“With silverware and gold extraordinarily carved*”

 *from the poem by Konstantinos Cavafy: “Waiting for the Barbarians”

 

Exhibition duration: 17 June-29 October 2023

 

                                                                                                                    

Through a selection of jewelry from all over Greece, the exhibition aims to present a panorama of Greek silversmithing, whose works, with their material substance and aesthetic quality, reflect the particular historical, economic, and social conditions that determined their formation and use.

Headdress jewelry, earrings, and ribbons adorning the forehead, jewelry hugging the neck or covering the chest, huge buckles resting on the abdomen, and chain jewelry decorating the apron and back ornaments, Greek jewelry creates a complex system of adornment that beautifies and impresses.

1. Pair of gold caravel shaped earrings, decorated with enamel and pearls. Patmos, 18th century.

2. Pair of gold earrings with perforated decoration and pearls. Eptanisa, late 18th-early 19th century.

3. Belt buckle with inlaid incised coral. Attributed to Safraboli of Pontus, 19th century.

It is a concept of decoration that owes much to the social organization of the Greek communities of the 18th-19th century, in which marriage was a focal point in social and family life. The decoration of the bride reflected the economic status and social class of the two families and was a serious financial investment aimed at gaining status.

 

The predominant materials were gold and pearls in island Greece and silver, copper, and various mixtures in mainland Greece, materials which the craftsmen often gilded, decorated with semi-precious stones and colored glass, or painted with savati. Perforated, or worked with fine wire and embellished with fine pearls and enamel, the jewelry of the islands is distinguished for its delicate workmanship and precious materials. Forged, cast, pierced, or wired, the jewelry of mainland Greece is massive and complex and is complemented by various types of chains and coins.

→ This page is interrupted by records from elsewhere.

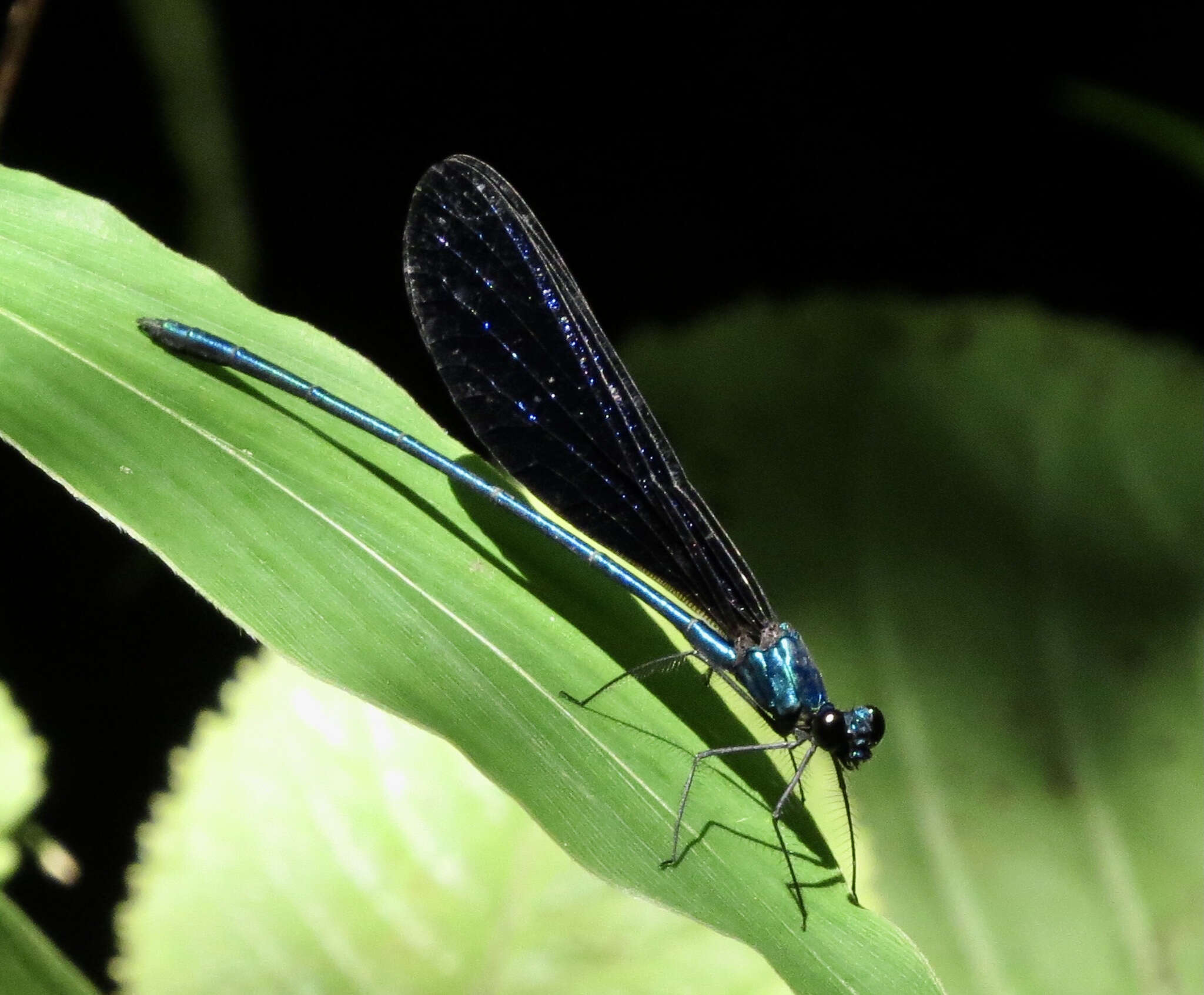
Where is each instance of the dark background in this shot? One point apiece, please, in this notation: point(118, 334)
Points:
point(678, 166)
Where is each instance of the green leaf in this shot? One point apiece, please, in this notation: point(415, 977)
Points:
point(374, 573)
point(988, 521)
point(22, 783)
point(29, 963)
point(372, 857)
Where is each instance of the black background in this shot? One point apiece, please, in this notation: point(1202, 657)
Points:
point(678, 165)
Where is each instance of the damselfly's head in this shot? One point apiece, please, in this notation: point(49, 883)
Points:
point(849, 736)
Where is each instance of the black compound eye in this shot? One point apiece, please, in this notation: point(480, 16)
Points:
point(829, 729)
point(877, 725)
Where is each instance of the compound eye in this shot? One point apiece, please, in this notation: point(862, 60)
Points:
point(829, 729)
point(877, 725)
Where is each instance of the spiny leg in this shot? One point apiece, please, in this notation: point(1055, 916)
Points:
point(848, 819)
point(694, 769)
point(797, 888)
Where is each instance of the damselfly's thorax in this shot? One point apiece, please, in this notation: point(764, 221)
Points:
point(783, 680)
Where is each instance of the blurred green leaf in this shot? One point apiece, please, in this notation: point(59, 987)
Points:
point(29, 962)
point(377, 575)
point(989, 521)
point(370, 856)
point(22, 783)
point(1175, 138)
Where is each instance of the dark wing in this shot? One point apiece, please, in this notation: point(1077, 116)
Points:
point(546, 393)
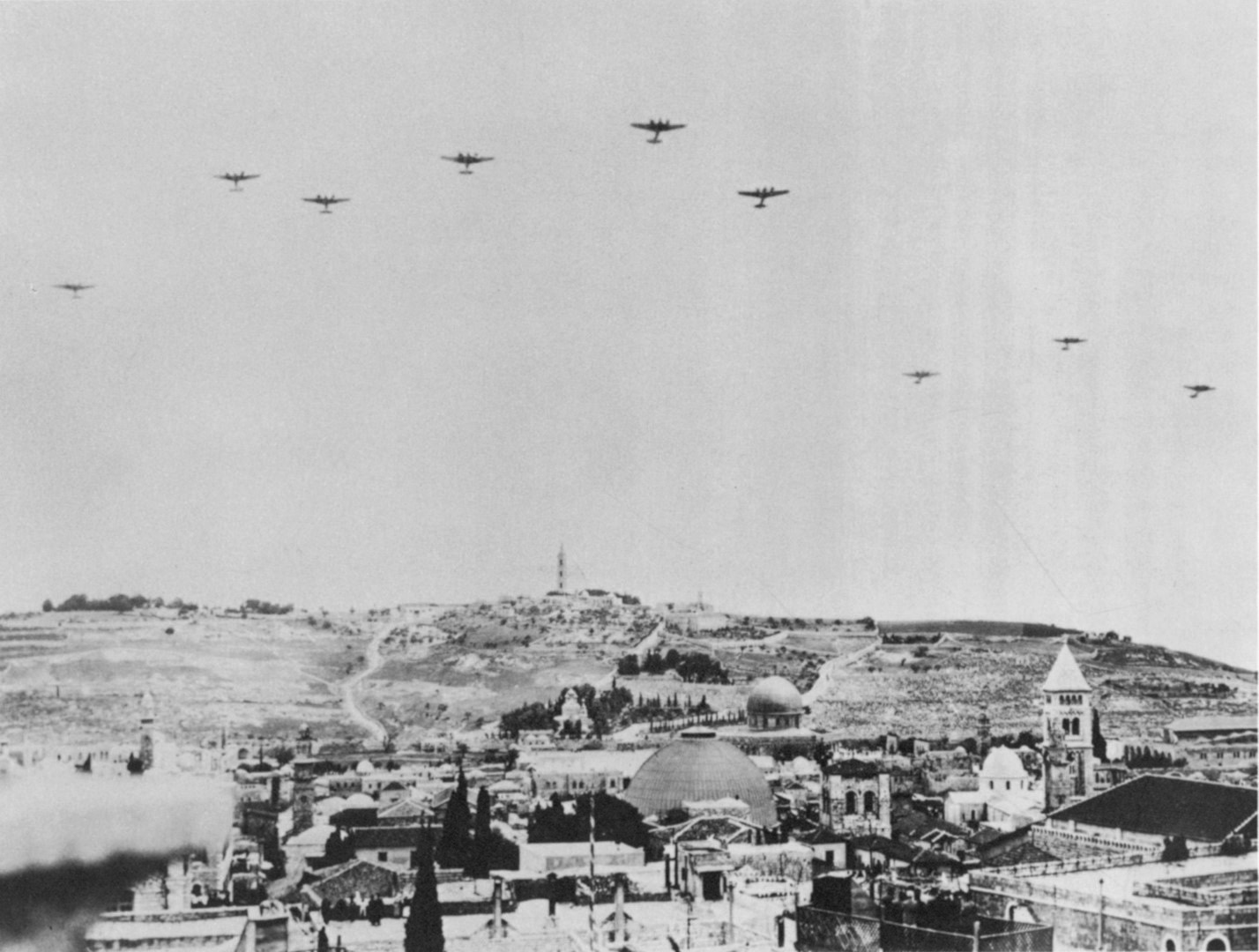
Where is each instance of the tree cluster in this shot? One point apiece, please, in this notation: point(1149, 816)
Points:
point(615, 819)
point(693, 666)
point(1146, 760)
point(423, 930)
point(115, 604)
point(255, 606)
point(605, 708)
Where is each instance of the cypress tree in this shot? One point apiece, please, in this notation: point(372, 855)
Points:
point(424, 922)
point(452, 852)
point(479, 857)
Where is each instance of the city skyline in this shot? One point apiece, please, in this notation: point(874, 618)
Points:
point(597, 341)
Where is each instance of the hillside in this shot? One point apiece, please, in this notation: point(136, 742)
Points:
point(411, 670)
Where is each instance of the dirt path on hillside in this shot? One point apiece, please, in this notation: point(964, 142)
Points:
point(347, 701)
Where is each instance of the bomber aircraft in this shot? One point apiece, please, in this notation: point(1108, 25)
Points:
point(764, 194)
point(325, 200)
point(656, 128)
point(235, 179)
point(467, 160)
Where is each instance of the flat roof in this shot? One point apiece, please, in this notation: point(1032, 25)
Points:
point(583, 848)
point(1117, 881)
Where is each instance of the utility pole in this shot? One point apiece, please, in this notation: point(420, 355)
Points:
point(592, 843)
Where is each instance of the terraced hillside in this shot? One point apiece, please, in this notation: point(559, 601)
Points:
point(409, 670)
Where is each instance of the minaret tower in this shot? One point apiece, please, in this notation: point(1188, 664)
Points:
point(1067, 725)
point(983, 734)
point(147, 716)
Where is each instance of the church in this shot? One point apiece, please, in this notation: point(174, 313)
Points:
point(1067, 725)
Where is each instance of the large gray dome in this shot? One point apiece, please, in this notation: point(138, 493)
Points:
point(774, 695)
point(700, 769)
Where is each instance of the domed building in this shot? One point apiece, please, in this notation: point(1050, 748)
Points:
point(774, 711)
point(1003, 771)
point(700, 767)
point(774, 705)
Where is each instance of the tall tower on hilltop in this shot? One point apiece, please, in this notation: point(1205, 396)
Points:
point(303, 793)
point(983, 734)
point(1067, 725)
point(147, 716)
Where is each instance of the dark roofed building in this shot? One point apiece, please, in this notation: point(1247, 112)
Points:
point(388, 844)
point(1147, 810)
point(1211, 725)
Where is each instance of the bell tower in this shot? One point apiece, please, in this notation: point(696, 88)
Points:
point(1067, 725)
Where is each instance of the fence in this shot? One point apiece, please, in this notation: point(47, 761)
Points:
point(823, 931)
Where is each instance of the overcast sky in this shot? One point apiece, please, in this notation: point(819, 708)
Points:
point(596, 341)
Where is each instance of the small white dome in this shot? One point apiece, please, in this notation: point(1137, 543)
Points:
point(1002, 763)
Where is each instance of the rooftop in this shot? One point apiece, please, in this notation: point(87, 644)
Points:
point(1118, 881)
point(1168, 807)
point(1212, 722)
point(1065, 674)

4. “Yordani”, wire necklace with pendant coins and a miniature female portrait in the centre. Mesogeia, Attica, second half of the 19th century.

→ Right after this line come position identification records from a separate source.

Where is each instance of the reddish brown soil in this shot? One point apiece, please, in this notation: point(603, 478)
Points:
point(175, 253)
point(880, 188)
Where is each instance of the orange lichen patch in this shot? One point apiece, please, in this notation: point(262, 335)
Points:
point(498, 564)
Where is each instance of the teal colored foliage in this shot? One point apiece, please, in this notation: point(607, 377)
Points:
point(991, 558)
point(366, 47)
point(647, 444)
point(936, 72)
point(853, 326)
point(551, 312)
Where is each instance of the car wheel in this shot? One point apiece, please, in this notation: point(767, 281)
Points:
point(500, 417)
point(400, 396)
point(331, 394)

5. “Kisteiki”, breast jewellery with wire elements connected by chains. Thessaly, Karagounis, second half of the 19th century.

With the same care that women’s jewelry is crafted, utilitarian utensils also come from the hands of silversmiths: snuff boxes, canteens, canteens, and amulets, or weapons, part of men’s everyday life.

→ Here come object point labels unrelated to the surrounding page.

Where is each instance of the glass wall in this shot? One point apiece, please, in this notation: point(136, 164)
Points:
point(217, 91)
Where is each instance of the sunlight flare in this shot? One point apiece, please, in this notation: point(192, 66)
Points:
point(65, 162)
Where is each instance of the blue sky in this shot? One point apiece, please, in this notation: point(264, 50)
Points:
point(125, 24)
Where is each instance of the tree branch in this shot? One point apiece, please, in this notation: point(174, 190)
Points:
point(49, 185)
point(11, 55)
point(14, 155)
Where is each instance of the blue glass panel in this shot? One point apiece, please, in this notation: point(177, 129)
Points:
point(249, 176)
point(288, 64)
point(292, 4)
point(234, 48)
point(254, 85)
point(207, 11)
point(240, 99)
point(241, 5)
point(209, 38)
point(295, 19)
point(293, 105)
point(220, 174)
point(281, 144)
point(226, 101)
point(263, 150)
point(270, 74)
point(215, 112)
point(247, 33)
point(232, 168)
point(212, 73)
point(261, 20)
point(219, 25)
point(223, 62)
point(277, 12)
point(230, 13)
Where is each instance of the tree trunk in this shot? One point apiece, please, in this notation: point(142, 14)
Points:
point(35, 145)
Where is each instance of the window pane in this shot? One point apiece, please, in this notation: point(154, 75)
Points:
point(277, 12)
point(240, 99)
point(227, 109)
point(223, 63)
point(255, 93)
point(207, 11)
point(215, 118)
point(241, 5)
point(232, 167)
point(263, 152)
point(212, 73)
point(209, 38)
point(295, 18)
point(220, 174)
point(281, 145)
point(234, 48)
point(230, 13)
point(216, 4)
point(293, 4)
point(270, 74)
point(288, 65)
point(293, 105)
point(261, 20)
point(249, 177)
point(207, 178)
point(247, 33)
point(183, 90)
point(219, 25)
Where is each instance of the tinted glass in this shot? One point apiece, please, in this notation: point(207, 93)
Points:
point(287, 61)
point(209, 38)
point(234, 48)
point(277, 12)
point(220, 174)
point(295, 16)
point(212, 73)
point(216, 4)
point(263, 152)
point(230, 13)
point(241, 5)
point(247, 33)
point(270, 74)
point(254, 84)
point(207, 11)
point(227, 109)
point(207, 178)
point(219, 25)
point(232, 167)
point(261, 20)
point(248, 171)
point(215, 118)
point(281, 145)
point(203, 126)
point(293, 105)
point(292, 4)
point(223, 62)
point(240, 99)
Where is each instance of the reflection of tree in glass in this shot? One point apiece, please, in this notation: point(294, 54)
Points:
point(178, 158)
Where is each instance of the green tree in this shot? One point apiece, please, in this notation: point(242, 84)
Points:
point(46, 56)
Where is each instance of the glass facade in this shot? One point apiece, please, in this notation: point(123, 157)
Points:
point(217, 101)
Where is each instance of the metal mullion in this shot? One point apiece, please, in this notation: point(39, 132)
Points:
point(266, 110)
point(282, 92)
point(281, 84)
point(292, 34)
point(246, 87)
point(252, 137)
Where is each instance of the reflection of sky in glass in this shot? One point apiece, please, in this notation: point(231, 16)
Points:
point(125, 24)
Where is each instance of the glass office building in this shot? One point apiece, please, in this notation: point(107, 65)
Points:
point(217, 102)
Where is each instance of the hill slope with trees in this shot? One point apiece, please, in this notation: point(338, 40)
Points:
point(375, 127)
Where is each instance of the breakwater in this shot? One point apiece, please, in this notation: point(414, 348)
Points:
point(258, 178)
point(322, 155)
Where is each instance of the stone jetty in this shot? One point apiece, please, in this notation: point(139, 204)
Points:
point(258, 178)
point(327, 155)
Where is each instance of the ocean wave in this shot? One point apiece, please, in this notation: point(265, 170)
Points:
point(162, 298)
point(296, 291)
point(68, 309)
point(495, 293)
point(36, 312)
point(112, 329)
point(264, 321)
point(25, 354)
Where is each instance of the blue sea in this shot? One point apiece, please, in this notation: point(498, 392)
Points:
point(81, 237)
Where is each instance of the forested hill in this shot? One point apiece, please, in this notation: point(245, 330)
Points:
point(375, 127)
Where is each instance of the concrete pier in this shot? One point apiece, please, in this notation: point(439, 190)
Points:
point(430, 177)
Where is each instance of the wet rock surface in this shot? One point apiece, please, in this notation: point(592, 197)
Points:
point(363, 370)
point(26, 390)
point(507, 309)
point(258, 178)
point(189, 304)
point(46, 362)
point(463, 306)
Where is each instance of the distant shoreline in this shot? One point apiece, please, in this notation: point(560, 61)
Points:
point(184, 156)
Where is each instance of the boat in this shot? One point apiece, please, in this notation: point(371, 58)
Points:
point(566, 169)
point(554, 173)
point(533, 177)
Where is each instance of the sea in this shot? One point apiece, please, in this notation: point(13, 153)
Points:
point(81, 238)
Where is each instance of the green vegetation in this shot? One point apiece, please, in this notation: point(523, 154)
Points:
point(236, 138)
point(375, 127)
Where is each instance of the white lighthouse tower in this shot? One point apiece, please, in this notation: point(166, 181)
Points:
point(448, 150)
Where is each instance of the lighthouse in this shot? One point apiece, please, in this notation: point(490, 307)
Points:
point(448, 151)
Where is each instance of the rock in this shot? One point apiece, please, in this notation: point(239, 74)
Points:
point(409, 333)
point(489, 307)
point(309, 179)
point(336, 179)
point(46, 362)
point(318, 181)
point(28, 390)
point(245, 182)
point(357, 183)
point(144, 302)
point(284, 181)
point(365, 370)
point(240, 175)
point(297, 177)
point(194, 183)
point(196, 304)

6. “Korona”, a piece of bridal jewellery with cast elements in the shape of a bird and a cross in the centre. Pogoni, Ioannina, 19th century.

7. “Harhali”, necklace with pendant cast elements and semi-precious stones. Epirus, late 18th century.

8. ‘Corona’, a bridal hinged belt with a buckle in the shape of a crown, decorated with enamel. Sufli, 19th century.

9. Leaf-shaped wire belt buckle with a two-headed eagle in the centre. Siatista, 19th century.

10. Clock chain. Crete, 19th century.